Although cost-to-charge ratio has these advantages, it also has significant disadvantages. For one, the ratio used may be typical for the industry or a segment of the industry, it may not apply well to any particular organization. Additionally, if the ratio were determined by a study, to the extend that volume or service mix deviates from the figures used in the study, the CCR may become inaccurate. To the extend that the fixed or variable cost composition has changed, the ratio may provide an inaccurate measurement. Also, to the extend that an overall ratio is used for all procedures, the CCR may underestimated or overestimated the cost of individual procedures.

The advantage of the step down method is that is useful for pricing and reimbursement-related decisions, however, is less useful for controlling costs. Although the step-down method is the most widely used because of its legacy from Medicare, there are several other related methods available to providers to calculate costs. Most inpatient facilities use the step-down method to report their Medicare costs.

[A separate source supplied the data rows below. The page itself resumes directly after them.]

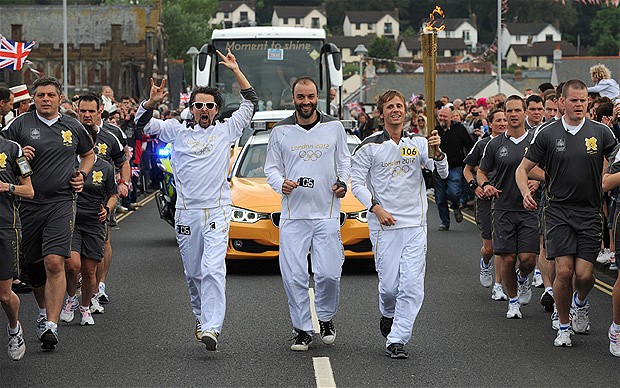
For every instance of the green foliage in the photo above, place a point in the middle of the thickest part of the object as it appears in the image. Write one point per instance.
(606, 26)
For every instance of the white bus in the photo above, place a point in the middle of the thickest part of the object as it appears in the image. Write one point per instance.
(271, 58)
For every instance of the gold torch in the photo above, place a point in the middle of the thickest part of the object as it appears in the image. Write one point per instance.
(428, 41)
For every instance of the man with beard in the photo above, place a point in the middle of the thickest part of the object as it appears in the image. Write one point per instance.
(308, 162)
(200, 159)
(386, 177)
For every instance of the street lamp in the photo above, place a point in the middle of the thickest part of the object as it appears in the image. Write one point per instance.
(192, 52)
(361, 51)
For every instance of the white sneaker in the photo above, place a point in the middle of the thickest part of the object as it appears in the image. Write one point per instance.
(17, 346)
(486, 274)
(563, 338)
(95, 306)
(614, 341)
(68, 311)
(580, 319)
(555, 319)
(498, 293)
(514, 311)
(537, 279)
(524, 291)
(87, 318)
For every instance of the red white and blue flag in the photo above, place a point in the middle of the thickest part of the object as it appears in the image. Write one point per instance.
(13, 54)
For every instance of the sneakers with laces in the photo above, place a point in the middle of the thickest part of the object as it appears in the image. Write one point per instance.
(396, 351)
(103, 295)
(498, 293)
(209, 338)
(458, 215)
(614, 341)
(49, 338)
(580, 319)
(41, 321)
(302, 341)
(328, 332)
(524, 291)
(555, 319)
(486, 274)
(537, 279)
(87, 318)
(95, 306)
(546, 299)
(198, 331)
(385, 325)
(514, 311)
(68, 311)
(17, 346)
(563, 338)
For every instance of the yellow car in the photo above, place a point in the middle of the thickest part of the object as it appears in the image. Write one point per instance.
(256, 209)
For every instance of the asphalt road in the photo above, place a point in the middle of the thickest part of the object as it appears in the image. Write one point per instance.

ABC offers advantages over traditional costing because it relates costs to activity drivers rather than just fixed and variable designations. Traditional methods of costing tend to bury overhead in product costs through very general allocations. In contrast, ABC attempts to tie areas usually thought of as overhead to their own activity measures. ABC attempts to reveal all activities contributing to cost, allowing managers to eliminate activities that do not add value, and thus ABC is often heard in connection with reengineering efforts. ABC is also often mentioned in connection with supply chain management, as a means of identifying non-value-adding steps in the supply chain.

In today’s competitive environment, a health care cost accounting system should accomplish cost efficiency without a negative impact on the quality of service delivery, provide information for management to maximize resources, and assist in continuous quality improvement.